Hacker News new | ask | show | jobs
by newhouseb 5400 days ago
> When you view unfiltered results, the per page number mysteriously changes to 10 per page. [...] Plus the results are pretty slow to load, quite slower than the results for filtered reviews.

Caching, I'm sure most unfiltered reviews are cached whereas filtered reviews are not and reaching out past the cache can be expensive. One way to mitigate this is to reduce the number of results you pull.

> Why do you need to enter in a captcha to view the unfiltered reviews? Why would they care if you were a bot only for the unfiltered reviews and not the normal reviews?

If you can write a script to deduce the filtering algorithm then you can by definition write reviews that thwart it. With less data, it is harder to deduce the filtering algorithm. In other words, a captcha thwarts high-volume review fraud.

> The filter algorithm seems to be clearly flawed and simply catches way too many reviews that should not be filtered.

I think most people seem to underestimate the difficulty of the problem. Unlike e-mail spam, which is easy for a human to spot, fake reviews are very hard for a human to spot. How can you tell if a consumer was provoked into writing a positive review so that they could get a few bucks off their order just from their writing? You can't, you can look at other statistical trends behind such reviews (such as a sudden wave of positive reviews), but you're only looking for side effects of the primary problem and thus you will never achieve perfect performance from a method like this.

Yelp takes the (somewhat philosophical) viewpoint that customers who are coerced into writing a review are less genuine than they would be otherwise. I believe that this view drives a lot of their algorithm and possibly threatens its accuracy in a way that is ultimately not worth it. I think there are a number of things that Yelp could do to make the users trust in reviews greater that don't involve filtering - one simple thing would be for a user's review of an Indian restaurant to show me that user's breakdown of reviews of other Indian restaurants.

TL;DR: This is a much harder problem than it seems at first glance, partly because of the nature of the problem and partly how Yelp has framed it for themselves.

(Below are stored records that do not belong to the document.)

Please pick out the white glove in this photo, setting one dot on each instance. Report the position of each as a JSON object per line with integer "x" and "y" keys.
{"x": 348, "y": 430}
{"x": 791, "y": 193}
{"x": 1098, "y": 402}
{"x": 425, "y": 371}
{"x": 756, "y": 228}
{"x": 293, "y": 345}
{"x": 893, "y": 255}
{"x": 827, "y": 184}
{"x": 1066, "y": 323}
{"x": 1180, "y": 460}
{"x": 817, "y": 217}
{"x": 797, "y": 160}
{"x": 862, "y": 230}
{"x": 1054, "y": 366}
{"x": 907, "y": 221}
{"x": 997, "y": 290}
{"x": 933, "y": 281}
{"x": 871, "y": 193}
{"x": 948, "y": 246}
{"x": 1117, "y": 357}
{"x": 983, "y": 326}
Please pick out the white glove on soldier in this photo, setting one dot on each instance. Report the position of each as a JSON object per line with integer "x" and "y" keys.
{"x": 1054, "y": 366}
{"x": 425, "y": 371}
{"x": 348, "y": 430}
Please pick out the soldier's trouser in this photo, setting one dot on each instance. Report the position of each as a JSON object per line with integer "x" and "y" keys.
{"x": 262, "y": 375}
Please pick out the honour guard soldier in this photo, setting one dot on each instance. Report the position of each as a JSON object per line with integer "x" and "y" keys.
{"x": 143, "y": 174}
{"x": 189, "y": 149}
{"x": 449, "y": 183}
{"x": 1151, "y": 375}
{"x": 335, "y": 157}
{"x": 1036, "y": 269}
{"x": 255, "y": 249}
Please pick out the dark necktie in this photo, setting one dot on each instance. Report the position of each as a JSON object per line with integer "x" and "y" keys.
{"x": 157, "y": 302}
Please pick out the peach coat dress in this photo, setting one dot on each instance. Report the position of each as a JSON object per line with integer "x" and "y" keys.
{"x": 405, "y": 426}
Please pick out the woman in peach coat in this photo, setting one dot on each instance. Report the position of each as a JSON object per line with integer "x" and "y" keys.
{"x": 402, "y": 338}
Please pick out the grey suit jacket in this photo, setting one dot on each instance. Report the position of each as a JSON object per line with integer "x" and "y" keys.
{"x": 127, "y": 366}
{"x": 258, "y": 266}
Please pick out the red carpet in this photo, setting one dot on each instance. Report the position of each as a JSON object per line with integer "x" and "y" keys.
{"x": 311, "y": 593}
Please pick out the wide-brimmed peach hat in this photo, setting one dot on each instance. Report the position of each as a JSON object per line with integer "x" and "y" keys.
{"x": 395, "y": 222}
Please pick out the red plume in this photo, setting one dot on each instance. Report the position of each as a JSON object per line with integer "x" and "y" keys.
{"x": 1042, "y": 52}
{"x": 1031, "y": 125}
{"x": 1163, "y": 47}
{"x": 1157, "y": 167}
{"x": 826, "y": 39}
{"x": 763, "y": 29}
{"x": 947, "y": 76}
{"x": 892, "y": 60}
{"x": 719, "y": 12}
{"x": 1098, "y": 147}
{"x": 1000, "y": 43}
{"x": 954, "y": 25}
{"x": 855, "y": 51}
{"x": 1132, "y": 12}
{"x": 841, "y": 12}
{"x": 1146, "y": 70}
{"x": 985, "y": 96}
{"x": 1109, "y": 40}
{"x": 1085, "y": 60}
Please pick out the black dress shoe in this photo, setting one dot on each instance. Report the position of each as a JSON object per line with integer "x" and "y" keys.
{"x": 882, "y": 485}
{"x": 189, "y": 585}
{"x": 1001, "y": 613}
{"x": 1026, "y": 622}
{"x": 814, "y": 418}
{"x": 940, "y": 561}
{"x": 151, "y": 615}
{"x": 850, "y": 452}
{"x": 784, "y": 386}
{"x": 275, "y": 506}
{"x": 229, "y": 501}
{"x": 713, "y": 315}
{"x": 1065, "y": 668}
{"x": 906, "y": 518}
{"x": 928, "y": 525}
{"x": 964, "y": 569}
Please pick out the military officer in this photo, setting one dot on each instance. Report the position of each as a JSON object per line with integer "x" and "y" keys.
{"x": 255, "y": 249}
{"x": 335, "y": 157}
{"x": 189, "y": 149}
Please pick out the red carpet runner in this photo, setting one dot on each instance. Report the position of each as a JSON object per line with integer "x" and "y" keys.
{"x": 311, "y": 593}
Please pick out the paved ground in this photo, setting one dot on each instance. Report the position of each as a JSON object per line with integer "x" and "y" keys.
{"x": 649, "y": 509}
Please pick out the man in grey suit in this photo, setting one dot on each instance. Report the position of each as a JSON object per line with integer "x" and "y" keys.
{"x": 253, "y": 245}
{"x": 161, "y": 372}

Disclaimer: I used to work at Yelp, but no longer do. Everyone I worked with were stand-up guys.

2 comments

I guess most of your points make sense. I just feel like Yelp does very little to be open and transparent. I get that its very difficult, nobody ever said its easy to algorithmically guess review spam.

But they clearly don't want users to see unfiltered reviews. A tiny gray link below all 40 reviews, then a captcha (or two or three) and then a slow user experience before you can see the filtered reviews is lame.

I agree with you about the showing other reviews of the same subject, that would be neat. I guess if I were Yelp, I would try harder at standing up for their algorithms and show more data about why they work and why we are better off having their amazing algorithms.

I had an experience a year or so ago with a friend who started a moving service in SF. A couple of months after he started the business, he noticed he received a review on Yelp from some dude that said during a moving job, the guy took a smoke break and peed all over the sofa he was moving. Not only was the story ridiculously false but my buddy had no idea who the reviewer was. The review did however NOT get filtered, even after he responded to the review and contacted Yelp. And he was stuck with this crazy review at the top of his profile. This went on for months and it really damaged his credibility, meanwhile he would have positive reviews from legitimate customers who would naturally have a newer profile or whatever and the reviews would get filtered. It just seems like Yelp should be more sophisticated. (And yes, they are 10000% better than TripAdvisor)

Thank you newhouseb! This is the most intelligent comment I've seen on the issue, by far.

(I hope this comment makes it through the filter, I swear it's not a fake... I don't even know newhouseb...)